The concentration of carbon dioxide in the atmosphere is an astounding 40 percent higher than it was at the beginning of the Industrial Revolution, when large-scale burning of fossil fuels began. Fourteen of the 15 warmest years on record have occurred this century, with 2014 measured as the warmest of all. And the National Oceanic and Atmospheric Administration announced last month that January through March 2015 were the warmest first three months of the year ever recorded.
It’s not that demand-side efforts are entirely ineffectual against climate change; without them, emissions and temperatures would be rising even faster. But it is hard to argue that the current approach is doing enough.
If we are going to avert the kind of temperature rise that climate scientists say would be catastrophic, some of the oil, coal and natural gas buried in the ground will have to stay there.

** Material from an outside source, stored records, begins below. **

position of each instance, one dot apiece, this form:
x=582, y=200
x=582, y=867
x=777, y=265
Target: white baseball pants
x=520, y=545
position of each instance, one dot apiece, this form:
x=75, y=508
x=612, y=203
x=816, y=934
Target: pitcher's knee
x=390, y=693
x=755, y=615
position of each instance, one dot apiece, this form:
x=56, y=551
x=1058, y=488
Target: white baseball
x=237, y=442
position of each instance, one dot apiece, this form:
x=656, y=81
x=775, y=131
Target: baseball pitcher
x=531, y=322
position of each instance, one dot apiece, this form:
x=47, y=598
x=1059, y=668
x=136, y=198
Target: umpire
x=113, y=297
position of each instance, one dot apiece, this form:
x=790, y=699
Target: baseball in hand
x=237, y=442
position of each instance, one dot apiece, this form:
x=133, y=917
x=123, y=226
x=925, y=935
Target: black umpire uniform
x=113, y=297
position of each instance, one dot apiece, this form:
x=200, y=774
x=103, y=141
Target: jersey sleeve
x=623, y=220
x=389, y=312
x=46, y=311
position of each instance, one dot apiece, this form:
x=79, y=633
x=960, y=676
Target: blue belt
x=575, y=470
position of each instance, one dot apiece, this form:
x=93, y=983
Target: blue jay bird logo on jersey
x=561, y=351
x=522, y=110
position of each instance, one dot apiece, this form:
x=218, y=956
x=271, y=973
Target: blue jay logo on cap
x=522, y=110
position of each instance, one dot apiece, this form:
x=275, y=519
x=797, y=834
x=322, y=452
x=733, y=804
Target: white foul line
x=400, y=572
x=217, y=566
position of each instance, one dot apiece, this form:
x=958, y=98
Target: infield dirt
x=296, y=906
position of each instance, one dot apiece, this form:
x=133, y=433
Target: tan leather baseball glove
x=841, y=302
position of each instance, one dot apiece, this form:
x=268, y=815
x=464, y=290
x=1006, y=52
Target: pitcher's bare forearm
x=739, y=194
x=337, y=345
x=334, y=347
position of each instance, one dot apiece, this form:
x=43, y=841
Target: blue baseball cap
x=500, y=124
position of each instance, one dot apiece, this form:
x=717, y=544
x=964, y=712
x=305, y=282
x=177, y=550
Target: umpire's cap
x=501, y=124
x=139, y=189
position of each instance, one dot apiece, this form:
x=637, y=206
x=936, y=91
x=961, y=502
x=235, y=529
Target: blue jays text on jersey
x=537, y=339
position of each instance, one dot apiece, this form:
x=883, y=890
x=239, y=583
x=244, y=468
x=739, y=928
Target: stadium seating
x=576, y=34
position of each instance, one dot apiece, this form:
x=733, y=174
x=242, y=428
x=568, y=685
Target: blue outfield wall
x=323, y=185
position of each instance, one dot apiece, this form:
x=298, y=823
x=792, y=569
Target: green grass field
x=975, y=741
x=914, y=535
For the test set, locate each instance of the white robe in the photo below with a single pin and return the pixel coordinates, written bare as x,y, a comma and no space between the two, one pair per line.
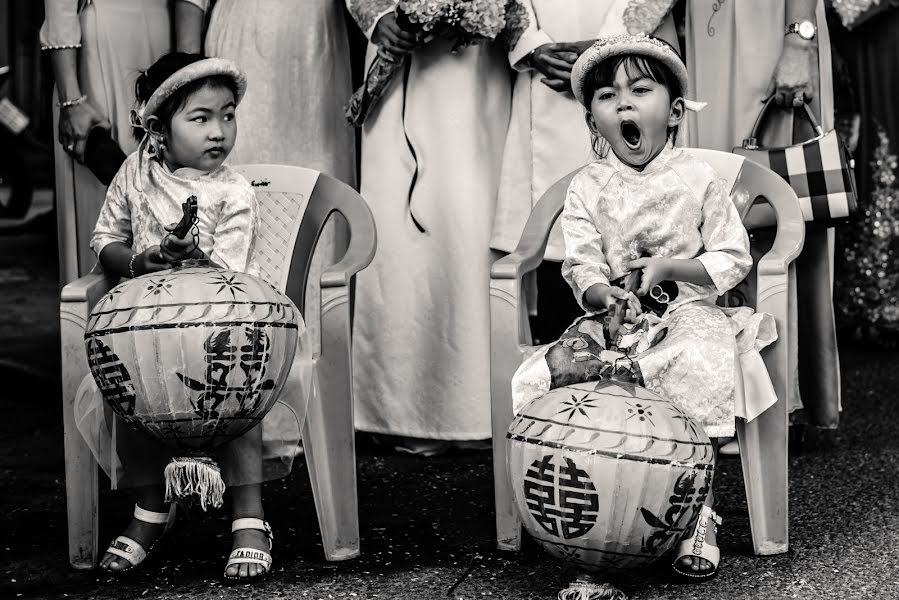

“Drill, baby, drill” was a slogan Republicans used during the 2008 campaign, but it became a reality under Obama. According to the U.S. Energy Information Administration, domestic oil production zoomed from 5.4 million barrels a day in 2009 to 8.7 million barrels a day last year, a level not seen since the waning days of the Reagan administration.
Obama has opened vast new lands and offshore tracts to oil drilling. To be fair, he has also put some sensitive areas off-limits, including in the Arctic. But overall, under Obama, the United States has come to threaten the likes of Saudi Arabia and Russia for supremacy in fossil-fuel production.
This is part of what Obama calls his “all of the above” energy strategy, in which he fosters growth and innovation in renewable energy sectors, such as solar and wind, while also promoting U.S. self-sufficiency.
Anticipated rules from the Environmental Protection Agency limiting emissions at coal-fired power plants may go a long way toward reducing the nation’s carbon footprint. But given the urgency, why shouldn’t Obama also take such an approach to climate change? Why not attack the supply side of the equation by firmly deciding to keep drilling rigs out of the Arctic Ocean?
The environmental risk alone would justify saying no to Shell’s plans; a big spill would be a disaster. But even if Arctic oil can be exploited without mishap, we’re talking about billions of gallons of oil being added to a market that is currently glutted. It doesn’t matter whether that oil is eventually burned in New York or New Delhi, in Los Angeles or Lagos.
If we don’t take a stand in the Arctic, then where? And if not now, when?